Enhance Microsoft Office with Business Add-on Tools
By Philipp Harper
reprinted with permission from the Microsoft Small
Business Center
A new breed of solutions called Office Business
Applications helps extend the usability of your desktop and
line-of-business applications.
- For many companies,
the ROI in enterprise software isn't what it could be.
- Office Business
Applications create synergy by connecting Microsoft Office to
business applications.
- The impact of OBAs on
the bottom line is significant and immediate.
Return on investment is
everything. But for too many small and midsize businesses, the ROI
for line-of-business software is far less than what it ought to be.
Here's the problem.
Line-of-business systems support the fundamental operations of the
business, from customer relationship and supply chain management to
financials and human resources. Yet these business applications are
often disconnected from the processes and communications that
support operations.
A Gartner research, "The
Knowledge Worker Investment Paradox," found in 2002 that in most
companies anywhere from 50 percent to 75 percent of the information
that employees need to do their jobs comes from other workers.
Meanwhile, 80 percent of an organization's digitized resources are
locked away in individual hard drives or personal files, and thus
are unavailable for sharing.
A new class of solutions
called Office Business Applications can help organizations bridge
this information gap. Developed by Microsoft ISVs and corporate
developers, OBAs allow businesses to integrate their
line-of-business solutions with the 2007 Microsoft Office system and
add company-specific features to Office applications and
documents.
Extending Microsoft
Office Outlook
ActionThis, a Microsoft Gold Certified
Partner based in New Zealand, offers a good example of how you can
add new features to Microsoft Office 2007 to respond to
line-of-business needs.
Its team-management
solution, which is available on a secure Web site maintained by
ActionThis and which comes in free and premium versions, leverages
Microsoft Office Outlook 2007 to help business leaders delegate and
manage tasks from initiation to completion. The result is that teams
do more work faster, according to CEO Ed Robinson.
For example, if a manager
wanted a member of the sales team to send a quote to a customer, he
would first create an action item in Microsoft Outlook and send it
to the sales representative. (Action items look like regular Outlook
e-mail messages but with a few extra task fields, making them
intuitive to use.) Then the sales rep could break the assignment
into subtasks for further delegation or return it to the manager
with questions attached. The manager could follow the progress of
the sales rep via automatic status reports that indicate whether the
task has been ignored or is overdue. Then finally, the manager could
sign off on the project when it has been completed.
An "execution assistance"
feature includes alerts with related one-click actions, customizable
inbox reports, and simple task delegation. Such features help
overcome procrastination and ambiguity, which Robinson calls "the
two biggest obstacles to improving productivity."
ActionThis was designed
for teams with five to 20 people, but it can be scaled up or down.

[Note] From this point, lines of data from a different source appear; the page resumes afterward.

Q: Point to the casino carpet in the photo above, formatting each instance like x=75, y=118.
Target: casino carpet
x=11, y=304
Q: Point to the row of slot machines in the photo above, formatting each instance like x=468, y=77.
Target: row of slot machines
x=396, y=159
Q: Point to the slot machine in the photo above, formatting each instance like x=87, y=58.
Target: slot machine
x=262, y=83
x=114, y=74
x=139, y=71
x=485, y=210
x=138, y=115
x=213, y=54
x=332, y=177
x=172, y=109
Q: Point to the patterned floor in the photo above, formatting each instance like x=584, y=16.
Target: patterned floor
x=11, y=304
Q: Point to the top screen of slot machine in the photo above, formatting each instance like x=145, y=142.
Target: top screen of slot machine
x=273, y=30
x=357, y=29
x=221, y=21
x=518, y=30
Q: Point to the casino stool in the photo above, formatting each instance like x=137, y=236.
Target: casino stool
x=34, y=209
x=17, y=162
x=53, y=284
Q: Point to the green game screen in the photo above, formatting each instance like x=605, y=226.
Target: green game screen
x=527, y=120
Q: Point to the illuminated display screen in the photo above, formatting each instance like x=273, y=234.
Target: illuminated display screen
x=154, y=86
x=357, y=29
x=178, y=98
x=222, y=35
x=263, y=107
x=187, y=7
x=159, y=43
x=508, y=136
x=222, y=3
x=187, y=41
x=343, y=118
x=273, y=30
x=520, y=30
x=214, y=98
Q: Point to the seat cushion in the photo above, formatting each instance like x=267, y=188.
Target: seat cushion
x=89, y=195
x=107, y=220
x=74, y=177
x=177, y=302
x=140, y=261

"We have companies onboard with several hundred employees that are
loving the product," Robinson says. ActionThis users typically see a
5 percent reduction in project costs, he adds.
Microsoft Office Excel
Office Business Assignments can also be used to connect
Microsoft Office 2007 with line-of-business applications. That's
what EMC2, a Microsoft Gold Certified partner based in Hopkinton,
Massachusetts, has done with a smart client that can automatically
import and export data between Microsoft Office Excel and business
applications.
Moving data from
line-of-business solutions to an Excel workbook for analysis and
then back again makes sense, says Alan Josephson, a senior Microsoft
practice consultant for EMC2. "Excel runs businesses," he
says. "People use Excel for everything."
- Quicker data
transfers. In the case of the employee-benefits firm, Josephson
says, moving actuarial data from the line-of-business applications
to Excel workbooks can be completed in just hours, whereas
previously it took months.
- Improved data
security. Because information is moved automatically and handled
by fewer workers, there is less danger of data corruption.
The platform on which
it all rests
The 2007 Microsoft Office system includes
platform capabilities called OBA Services. If you plan to do any
in-house development, talk to your IT manager or technology partner
about these capabilities. They include:
- A Windows Workflow
Foundation that enables automated workflow processes to prevent
documents from becoming lost in the shuffle of multiple users.
- A powerful search
engine portal that helps users find relevant information across
the organization.
- A Business Data
Catalog (BDC) that enables Office applications to reference
read-only data from line-of-business systems.
- An extensible user
interface that allows developers to add the features users need to
do their jobs more efficiently.
- Open XML formats that
make it easy to generate automated documents and to share
documents across platforms and between applications.
- The Web site and
Security Framework that employs user and role-based security to
control access to sensitive data.
That's the platform. Use
it to integrate the line-of-business applications with the Microsoft
Office solutions that serve as the operational backbone of your
business. You'll find you get more done in less time with fewer
resources. And that means a stronger bottom line.